Frisco, Dillon, Silverthorne and Summit County government, as well as Lake Dillon Fire-Rescue, pooled money with Denver Water earlier this year for a vulnerability assessment of the dam.

In July 2008, Denver Water irked local residents and governments when it unexpectedly shut down the Dam Road to public access. The road was opened shortly thereafter, but with limited hours and added security measures.



General Mason Whitney, director of the Governor’s Office of Homeland Security, said that at the time there was no mechanism in place to create partnerships between local entities and the owners of such structures as the dam.

The Colorado Rubicon Team of Colorado State Patrol had completed a classified dam assessment, and Denver Water received the results.

“The problem we have is that any time there is protected information, people that have that (have access to) that information tend not to want to release it,” Whitney said.

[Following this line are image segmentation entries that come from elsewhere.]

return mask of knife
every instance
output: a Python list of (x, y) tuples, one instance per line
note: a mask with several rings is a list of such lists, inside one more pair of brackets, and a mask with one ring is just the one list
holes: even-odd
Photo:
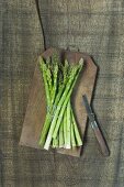
[(100, 145), (100, 148), (101, 148), (101, 152), (104, 156), (109, 156), (110, 155), (110, 151), (109, 151), (109, 147), (108, 147), (108, 144), (105, 142), (105, 139), (95, 121), (95, 117), (94, 117), (94, 113), (92, 112), (92, 109), (88, 102), (88, 99), (87, 99), (87, 96), (83, 95), (82, 96), (82, 100), (83, 100), (83, 105), (86, 107), (86, 111), (87, 111), (87, 114), (88, 114), (88, 118), (90, 120), (90, 124), (94, 131), (94, 134), (95, 134), (95, 138), (99, 142), (99, 145)]

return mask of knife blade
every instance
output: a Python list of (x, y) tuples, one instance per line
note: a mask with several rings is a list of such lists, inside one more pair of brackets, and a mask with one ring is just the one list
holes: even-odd
[(100, 130), (97, 121), (95, 121), (95, 117), (94, 117), (94, 113), (92, 112), (92, 109), (88, 102), (88, 98), (86, 95), (82, 96), (82, 100), (83, 100), (83, 105), (86, 107), (86, 111), (87, 111), (87, 114), (88, 114), (88, 118), (89, 118), (89, 121), (90, 121), (90, 124), (94, 131), (94, 134), (95, 134), (95, 138), (99, 142), (99, 145), (100, 145), (100, 148), (101, 148), (101, 152), (104, 156), (109, 156), (110, 155), (110, 151), (109, 151), (109, 147), (108, 147), (108, 144), (106, 144), (106, 141), (102, 134), (102, 131)]

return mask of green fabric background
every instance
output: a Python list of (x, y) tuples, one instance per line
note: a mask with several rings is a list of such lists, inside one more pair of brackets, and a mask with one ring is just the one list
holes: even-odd
[(0, 187), (123, 187), (124, 1), (40, 0), (40, 10), (46, 47), (79, 48), (99, 66), (92, 103), (111, 155), (90, 127), (80, 158), (19, 146), (44, 40), (34, 0), (1, 0)]

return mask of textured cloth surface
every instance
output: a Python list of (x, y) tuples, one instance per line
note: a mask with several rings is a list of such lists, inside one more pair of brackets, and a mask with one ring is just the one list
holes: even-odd
[(20, 147), (43, 34), (33, 0), (0, 1), (1, 187), (123, 187), (124, 2), (40, 0), (46, 47), (80, 50), (99, 66), (93, 108), (111, 155), (101, 156), (89, 127), (80, 158)]

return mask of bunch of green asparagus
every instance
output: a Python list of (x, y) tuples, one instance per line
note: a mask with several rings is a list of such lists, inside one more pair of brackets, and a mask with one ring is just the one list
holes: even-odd
[(78, 64), (70, 65), (67, 59), (60, 62), (57, 54), (47, 59), (40, 57), (47, 113), (38, 143), (45, 150), (49, 146), (74, 148), (82, 145), (70, 103), (72, 88), (82, 66), (82, 58)]

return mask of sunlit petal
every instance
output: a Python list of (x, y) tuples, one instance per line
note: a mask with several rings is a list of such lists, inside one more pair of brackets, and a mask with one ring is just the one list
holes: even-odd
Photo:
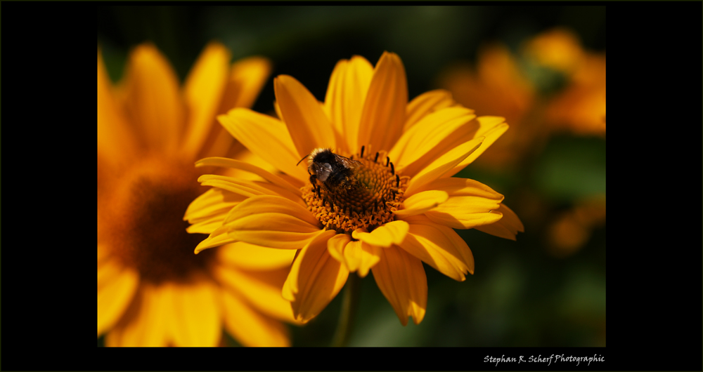
[(332, 126), (315, 97), (292, 77), (273, 79), (276, 100), (298, 155), (317, 147), (336, 147)]
[(475, 228), (491, 235), (516, 240), (515, 236), (517, 235), (517, 232), (524, 232), (525, 228), (522, 225), (522, 222), (512, 210), (502, 203), (498, 208), (498, 212), (503, 214), (503, 218), (498, 222), (490, 225), (482, 225)]
[(243, 108), (231, 109), (217, 119), (252, 152), (283, 173), (307, 182), (309, 175), (304, 166), (296, 166), (300, 157), (288, 128), (280, 120)]
[(403, 133), (408, 83), (400, 58), (384, 52), (373, 70), (359, 130), (359, 145), (388, 150)]

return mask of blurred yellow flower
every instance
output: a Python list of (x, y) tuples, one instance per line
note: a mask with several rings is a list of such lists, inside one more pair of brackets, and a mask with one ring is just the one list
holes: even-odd
[[(186, 217), (195, 222), (199, 215), (211, 229), (196, 253), (235, 241), (295, 252), (283, 295), (297, 320), (322, 311), (350, 272), (363, 277), (370, 270), (401, 323), (412, 317), (419, 324), (427, 296), (423, 262), (457, 281), (473, 273), (471, 251), (453, 229), (512, 239), (523, 231), (503, 195), (451, 177), (508, 129), (504, 119), (477, 117), (446, 91), (408, 102), (396, 54), (384, 53), (375, 67), (359, 56), (340, 60), (324, 102), (290, 76), (278, 76), (274, 88), (280, 119), (244, 108), (218, 119), (283, 174), (226, 158), (200, 160), (199, 166), (244, 170), (266, 181), (201, 176), (203, 185), (231, 201), (215, 204), (204, 194)], [(332, 158), (321, 149), (349, 159)], [(314, 159), (297, 165), (311, 154)], [(308, 170), (314, 160), (316, 180)]]
[[(565, 86), (542, 94), (541, 86), (557, 85), (546, 79), (544, 69), (561, 76)], [(511, 131), (477, 161), (479, 166), (514, 166), (555, 132), (605, 134), (605, 55), (584, 51), (576, 36), (565, 29), (527, 40), (517, 55), (501, 44), (486, 45), (475, 67), (455, 63), (438, 82), (461, 105), (479, 114), (502, 115), (510, 124)]]
[[(98, 336), (106, 333), (108, 346), (217, 346), (223, 327), (245, 345), (290, 343), (280, 320), (293, 321), (292, 312), (280, 288), (293, 253), (231, 245), (195, 256), (205, 236), (188, 234), (183, 220), (205, 191), (196, 159), (260, 163), (214, 119), (250, 107), (270, 63), (254, 57), (231, 66), (230, 58), (210, 44), (181, 88), (165, 57), (143, 44), (113, 86), (98, 50)], [(204, 197), (223, 205), (243, 199)]]

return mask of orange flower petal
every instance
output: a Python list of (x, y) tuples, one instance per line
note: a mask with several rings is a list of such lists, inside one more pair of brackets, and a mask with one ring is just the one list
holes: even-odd
[(482, 225), (474, 228), (491, 235), (510, 240), (516, 240), (515, 236), (517, 235), (517, 232), (524, 232), (525, 227), (522, 225), (522, 222), (512, 210), (501, 203), (501, 206), (498, 208), (498, 212), (503, 214), (503, 218), (498, 222), (490, 225)]
[(273, 79), (273, 88), (299, 159), (317, 147), (336, 147), (330, 121), (304, 86), (292, 77), (279, 75)]
[(428, 190), (414, 194), (403, 201), (403, 209), (393, 213), (399, 218), (424, 213), (446, 201), (449, 195), (441, 190)]
[[(268, 248), (277, 252), (291, 252)], [(290, 303), (280, 295), (280, 288), (288, 275), (291, 260), (285, 267), (275, 270), (245, 270), (232, 266), (217, 265), (214, 274), (224, 291), (236, 294), (249, 306), (277, 319), (295, 322)]]
[(376, 227), (371, 232), (366, 229), (356, 229), (352, 232), (352, 237), (367, 244), (388, 248), (392, 244), (399, 244), (408, 234), (408, 222), (405, 221), (391, 221)]
[(307, 166), (296, 166), (300, 157), (288, 128), (280, 120), (243, 108), (233, 109), (217, 119), (233, 137), (259, 157), (285, 174), (309, 182)]
[(449, 199), (425, 213), (435, 222), (454, 229), (469, 229), (494, 223), (503, 215), (498, 209), (503, 196), (473, 180), (439, 178), (423, 187), (441, 190)]
[(244, 346), (290, 346), (285, 325), (256, 311), (234, 293), (223, 291), (224, 325)]
[(325, 107), (336, 132), (344, 139), (337, 142), (342, 153), (361, 148), (356, 143), (359, 121), (373, 77), (373, 66), (363, 57), (354, 55), (337, 62), (330, 77)]
[[(425, 116), (445, 107), (459, 105), (451, 97), (451, 93), (444, 89), (435, 89), (423, 93), (408, 104), (405, 114), (404, 132), (413, 127)], [(474, 110), (471, 110), (473, 112)]]
[(217, 250), (219, 263), (247, 270), (289, 268), (295, 255), (292, 250), (266, 248), (243, 241), (227, 244)]
[[(400, 58), (384, 52), (373, 70), (361, 113), (357, 143), (389, 150), (403, 133), (408, 82)], [(355, 149), (352, 149), (355, 150)]]
[(393, 306), (404, 326), (408, 317), (419, 324), (427, 307), (427, 278), (423, 263), (397, 246), (380, 250), (380, 260), (371, 271), (378, 288)]
[(135, 133), (112, 95), (112, 84), (98, 51), (98, 157), (112, 166), (128, 164), (136, 155)]
[(224, 45), (209, 43), (188, 74), (183, 97), (188, 109), (188, 122), (185, 142), (180, 150), (183, 159), (195, 159), (210, 133), (226, 86), (231, 58)]
[(471, 140), (475, 126), (469, 123), (475, 117), (460, 107), (436, 111), (403, 133), (388, 156), (403, 174), (415, 175), (447, 150)]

A program called the “Colorado Automated Critical Asset Management System” was created to bridge such gaps and help keep first responders privy to vulnerabilities.

“I think Lake Dillon Dam could have been done a lot better if (we) had the processes in place,” Whitney said.

Summit County Sheriff John Minor has since said communication has improved. As part of the task force, he and the county government are studying the recent assessment to figure the next step.

“I want to balance security with public access,” he said. “And I want (the dam) open 24/7.”

More than $1 million has been invested in security for the dam so far, according to Denver Water spokeswoman Stacy Chesney.

There have been no known attack attempts to date, she said.

The dam is apparently on a national list of “Protected Critical Infrastructure Information,” along with hundreds of other structures, bridges, utilities, events centers and more that are part of the homeland security strategy.